Dave Douglas: Constellations (2010)
To compartmentalize loosely each member's area of expertise we can say that Black is a rickety rummager, Shepik a tonal painter and Douglas an ultra-kinetic hummingbird. All three, when acting as one, have no trouble navigating the often-convoluted pieces. Most of these are penned by Douglas, with the occasional speckled exception. Angular busyness is the norm, dynamic changeability a common process.
Douglas had utilized Eastern European folksiness as a core melodic prompt, but his final results are only partially rooted in gypsy flamboyance, regularly veering aside, up a slightly strange mountain path. Balkan abstraction dominates. There's an element of circus japery, an extroverted showing-off that sounds like the band's natural state. Douglas is intent on having fun with virtuosity. This is music of many sections: multiple twitches that begin with free-swirling, but might coalesce with a bounding jolt.
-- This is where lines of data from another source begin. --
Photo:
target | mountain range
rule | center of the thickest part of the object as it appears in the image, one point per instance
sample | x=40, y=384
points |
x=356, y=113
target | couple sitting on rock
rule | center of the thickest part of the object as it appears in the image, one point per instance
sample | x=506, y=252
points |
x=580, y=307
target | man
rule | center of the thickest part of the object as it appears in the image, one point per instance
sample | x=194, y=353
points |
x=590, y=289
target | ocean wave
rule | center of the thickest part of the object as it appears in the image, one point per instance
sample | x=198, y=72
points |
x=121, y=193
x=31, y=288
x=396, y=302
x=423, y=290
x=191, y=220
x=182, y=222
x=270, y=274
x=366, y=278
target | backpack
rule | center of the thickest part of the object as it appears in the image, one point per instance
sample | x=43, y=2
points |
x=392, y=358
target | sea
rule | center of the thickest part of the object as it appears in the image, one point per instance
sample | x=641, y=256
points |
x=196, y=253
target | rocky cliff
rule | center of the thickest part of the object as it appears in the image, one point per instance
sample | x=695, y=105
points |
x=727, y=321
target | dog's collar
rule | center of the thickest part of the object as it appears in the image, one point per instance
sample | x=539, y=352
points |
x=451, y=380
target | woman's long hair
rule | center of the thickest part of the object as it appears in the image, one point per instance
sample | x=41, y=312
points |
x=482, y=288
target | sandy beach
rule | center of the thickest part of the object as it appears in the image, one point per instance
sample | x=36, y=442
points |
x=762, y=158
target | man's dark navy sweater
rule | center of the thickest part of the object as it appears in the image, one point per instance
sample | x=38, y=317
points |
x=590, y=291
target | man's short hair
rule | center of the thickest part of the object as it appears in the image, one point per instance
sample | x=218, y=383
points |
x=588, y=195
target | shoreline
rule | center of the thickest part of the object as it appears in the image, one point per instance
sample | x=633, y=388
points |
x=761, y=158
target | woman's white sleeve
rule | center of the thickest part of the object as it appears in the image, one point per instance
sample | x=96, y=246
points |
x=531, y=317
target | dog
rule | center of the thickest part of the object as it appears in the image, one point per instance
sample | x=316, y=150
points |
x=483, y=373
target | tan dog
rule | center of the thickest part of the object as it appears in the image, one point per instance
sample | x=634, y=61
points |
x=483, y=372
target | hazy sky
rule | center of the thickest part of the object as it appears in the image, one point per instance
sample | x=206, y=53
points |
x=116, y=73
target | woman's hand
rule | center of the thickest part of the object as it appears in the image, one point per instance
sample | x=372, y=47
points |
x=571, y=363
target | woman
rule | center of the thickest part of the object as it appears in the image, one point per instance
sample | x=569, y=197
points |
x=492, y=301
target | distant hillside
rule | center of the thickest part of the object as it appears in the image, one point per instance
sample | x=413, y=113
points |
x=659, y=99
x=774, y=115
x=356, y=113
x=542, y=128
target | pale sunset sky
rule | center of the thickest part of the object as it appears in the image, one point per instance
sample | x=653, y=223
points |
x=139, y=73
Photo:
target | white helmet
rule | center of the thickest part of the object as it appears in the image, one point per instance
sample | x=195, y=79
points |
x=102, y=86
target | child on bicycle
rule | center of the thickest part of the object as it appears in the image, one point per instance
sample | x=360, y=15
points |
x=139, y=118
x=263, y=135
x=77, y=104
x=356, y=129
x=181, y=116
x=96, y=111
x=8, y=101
By the third track, "Hope Ring True," the mood becomes darker, the progress slower and more considered. Douglas is morose and contemplative. This condition is only temporary, as "The Gig" (a Herbie Nichols number) renews the spirited, twitchy rush, "Les Croquants" (by French singer Georges Brassens) makes a slightly tipsy swagger and then the disc concludes with Robert Schumann's "Vanitatus Vanitatum," a delicately stumbling tip-toe, cavorting lightly as it reaches its climax. Black murders his Brazilian cuíca drum as he pushes its tuning higher and higher. An intoxicated air pervades, yet the Tiny Bell is always punctual.
Track Listing: Constellations; Unhooking The Safety Net; Hope Ring True; Taking Sides; The Gig; Scriabin; Les Croquants; Maquiladora; Vanitatus Vanitatum.
Personnel: Dave Douglas: trumpet; Brad Shepik: guitar; Jim Black: drums.